At the same time that Hatch-Waxman drove prices down, the drug buyer market in the US became radically consolidated and vertically integrated. Three large wholesalers – AmerisourceBergen, Cardinal Health and McKesson – control more than 90% of the market. Their power is further cemented by joint ventures with large retail pharmacy chains, including CVS, RiteAid and Walgreens, causing vertical integration.

Group purchasing organizations also push prices down as they negotiate contracts between their clients, which as dispensing points such as pharmacies, and wholesalers. They also demand the lowest prices, putting further downward pressure on generic’s only competitive metric.

Finally, pharmacy benefit managers decide what drugs will be covered by a patient’s insurance – government, private or otherwise – and at what reimbursement rate. More, more, more downward pressure.

Add to the singular focus on price an intense regulatory environment needed to produce safe pharmaceuticals and highly technical production lines needed for some drugs, in particular sterile injectables such as those used in cancer treatment, and some manufacturers simply decide to abandon the less profitable compounds.

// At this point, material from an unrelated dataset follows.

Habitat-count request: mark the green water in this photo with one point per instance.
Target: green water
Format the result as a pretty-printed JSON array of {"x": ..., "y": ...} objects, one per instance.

All of it creates economic headwinds that, if not changed, will continue to drive generic drug makers out of the market, experts said. What’s more, these economic pressure do not even begin geopolitical concerns of the generic drug market – such as America’s heavy reliance on India and China as makers of generic drugs and active pharmaceutical ingredients.

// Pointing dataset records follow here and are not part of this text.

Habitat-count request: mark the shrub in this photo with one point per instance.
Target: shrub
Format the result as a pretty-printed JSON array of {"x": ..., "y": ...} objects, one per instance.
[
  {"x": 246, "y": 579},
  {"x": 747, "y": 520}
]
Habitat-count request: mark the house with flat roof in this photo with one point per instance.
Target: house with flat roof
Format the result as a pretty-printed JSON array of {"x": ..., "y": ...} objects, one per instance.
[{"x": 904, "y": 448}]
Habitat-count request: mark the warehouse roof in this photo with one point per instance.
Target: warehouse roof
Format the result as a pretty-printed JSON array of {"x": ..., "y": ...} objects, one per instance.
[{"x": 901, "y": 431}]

“We really were kind in a nice place through 2016 and 2017 with just under 200 shortages and then things started to creep up,” Fox said. The most recent shortage, she added, was the “worst” in a decade.

In 2011, when chemotherapy drugs were also in shortage, Barack Obama directed the FDA to require manufacturers to report drug manufacturing delays or discontinuances. Congress then made it law with the FDASIA Act. But, this order did not fundamentally alter the economic environment for drug makers, Fox said.

“It is very much groundhog day for me,” said Fox. “Just about 10 years ago we had serious chemotherapy shortages and physicians having to ration care for chemotherapy,” she said. “We’re there again.”